Reputation: 18187
For the following code:
t1 = 'tyler vs ryan'
p1 = re.compile('(.*?) vs (.*?)')
print p1.findall(t1)
the output is:
[('tyler', '')]
but I would've expected this:
[('tyler', 'ryan')]
I have found that if I add a delimiter I can get it to work:
t2 = 'tyler vs ryan!' # Notice the exclamation mark
p2 = re.compile('(.*?) vs (.*?)!') # Notice the exclamation mark
print p2.findall(t2)
outputs:
[('tyler', 'ryan')]
Is there a way I can get my matches without having a custom delimiter?
Upvotes: 2
Views: 140
Reputation: 2562
The non greedy ?
is preventing to capture te second word. It would be better to do
r'(.*) vs (.*)'
Upvotes: 0
Reputation: 18901
The regex is capturing the shortest string it can; that's what the question mark signifies. So as soon as it has captured the text vs
it captures an empty string, then stops. This is what it looks like:
Direct link: https://regex101.com/r/hO4lM7/2
If you use:
re.compile('(.*?) vs (.*)')
that is, without the 2nd question mark, it will capture the text after vs
as well.
Upvotes: 3
Reputation: 5236
If you are assured of single-name combatants, you could use a regex like:
r'\s*(\S+)\s*vs\s*(\S+)\s*'
Your use of findall() implies to me you're expecting to have to match multiple pairings - if not, then you may want to use search() and use the ^
and $
regex special characters to more tightly bound your search.
Upvotes: 2
Reputation: 852
No.
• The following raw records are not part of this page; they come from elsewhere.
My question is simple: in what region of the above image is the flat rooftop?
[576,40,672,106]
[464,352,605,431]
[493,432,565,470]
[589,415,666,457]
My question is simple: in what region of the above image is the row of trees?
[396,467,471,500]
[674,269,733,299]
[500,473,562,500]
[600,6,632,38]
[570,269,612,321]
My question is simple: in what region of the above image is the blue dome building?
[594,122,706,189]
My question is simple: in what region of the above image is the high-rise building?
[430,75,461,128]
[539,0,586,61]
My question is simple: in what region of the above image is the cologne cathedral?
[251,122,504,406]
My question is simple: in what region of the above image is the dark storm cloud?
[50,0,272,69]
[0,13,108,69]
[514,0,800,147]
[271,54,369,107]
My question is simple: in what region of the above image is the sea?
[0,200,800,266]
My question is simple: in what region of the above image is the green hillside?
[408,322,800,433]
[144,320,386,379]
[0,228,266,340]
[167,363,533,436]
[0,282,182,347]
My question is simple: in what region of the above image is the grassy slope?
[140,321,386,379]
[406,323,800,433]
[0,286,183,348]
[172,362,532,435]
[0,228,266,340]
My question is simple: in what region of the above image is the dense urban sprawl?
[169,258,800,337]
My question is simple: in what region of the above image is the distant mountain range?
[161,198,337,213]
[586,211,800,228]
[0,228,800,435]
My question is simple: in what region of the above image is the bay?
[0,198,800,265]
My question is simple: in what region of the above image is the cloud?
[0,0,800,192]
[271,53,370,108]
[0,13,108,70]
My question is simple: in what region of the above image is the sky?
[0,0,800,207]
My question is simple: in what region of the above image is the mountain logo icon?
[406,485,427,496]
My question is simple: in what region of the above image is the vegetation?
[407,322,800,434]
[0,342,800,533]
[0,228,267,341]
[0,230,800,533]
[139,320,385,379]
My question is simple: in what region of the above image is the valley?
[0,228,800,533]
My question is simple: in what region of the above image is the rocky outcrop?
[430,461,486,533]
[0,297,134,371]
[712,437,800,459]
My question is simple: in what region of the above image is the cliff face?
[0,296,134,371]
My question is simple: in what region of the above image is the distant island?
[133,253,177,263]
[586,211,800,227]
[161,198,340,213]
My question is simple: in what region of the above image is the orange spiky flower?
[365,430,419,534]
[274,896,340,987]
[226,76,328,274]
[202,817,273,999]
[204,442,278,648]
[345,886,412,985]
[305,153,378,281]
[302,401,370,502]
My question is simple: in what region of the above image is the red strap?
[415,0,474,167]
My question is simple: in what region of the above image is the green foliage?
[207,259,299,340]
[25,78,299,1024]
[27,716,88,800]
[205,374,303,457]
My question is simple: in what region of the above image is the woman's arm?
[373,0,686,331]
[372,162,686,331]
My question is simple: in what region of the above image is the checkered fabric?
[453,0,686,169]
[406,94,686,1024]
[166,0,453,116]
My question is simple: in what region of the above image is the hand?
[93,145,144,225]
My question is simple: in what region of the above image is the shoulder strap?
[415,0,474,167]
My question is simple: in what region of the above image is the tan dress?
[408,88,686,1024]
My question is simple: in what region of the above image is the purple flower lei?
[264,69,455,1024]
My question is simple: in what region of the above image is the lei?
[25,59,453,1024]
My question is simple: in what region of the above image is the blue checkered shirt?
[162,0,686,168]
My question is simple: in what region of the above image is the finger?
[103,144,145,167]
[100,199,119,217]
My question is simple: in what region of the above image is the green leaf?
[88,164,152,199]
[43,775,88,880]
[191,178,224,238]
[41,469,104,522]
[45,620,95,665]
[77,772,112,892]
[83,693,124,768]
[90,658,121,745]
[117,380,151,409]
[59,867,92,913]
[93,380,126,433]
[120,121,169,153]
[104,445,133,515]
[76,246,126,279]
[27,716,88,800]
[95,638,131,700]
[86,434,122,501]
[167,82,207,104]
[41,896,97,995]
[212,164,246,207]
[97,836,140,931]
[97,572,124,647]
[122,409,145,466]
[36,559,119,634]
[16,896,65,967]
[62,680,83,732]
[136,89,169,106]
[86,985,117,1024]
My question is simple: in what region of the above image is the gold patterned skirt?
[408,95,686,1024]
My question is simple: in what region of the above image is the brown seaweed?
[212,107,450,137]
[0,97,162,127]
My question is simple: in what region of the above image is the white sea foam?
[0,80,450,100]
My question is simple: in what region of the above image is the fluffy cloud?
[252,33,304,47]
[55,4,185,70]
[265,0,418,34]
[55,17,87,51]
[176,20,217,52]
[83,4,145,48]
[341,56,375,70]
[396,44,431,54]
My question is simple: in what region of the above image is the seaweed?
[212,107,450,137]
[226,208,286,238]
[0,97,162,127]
Try this
t1 = 'tyler vs ryan'
p1 = re.compile('(.*?) vs (.*?)$')
print p1.findall(t1)
gives:
[('tyler', 'ryan')]
$ - Matches the end of the string or just before the newline at the end of the string, and in MULTILINE mode also matches before a newline.
Upvotes: 2
Reputation: 114038
(.*?)
is non greedy it will match the smallest it can which is the empty string (after the vs
at least)
try (.*)
or ([^ ]*)
or something
Upvotes: 4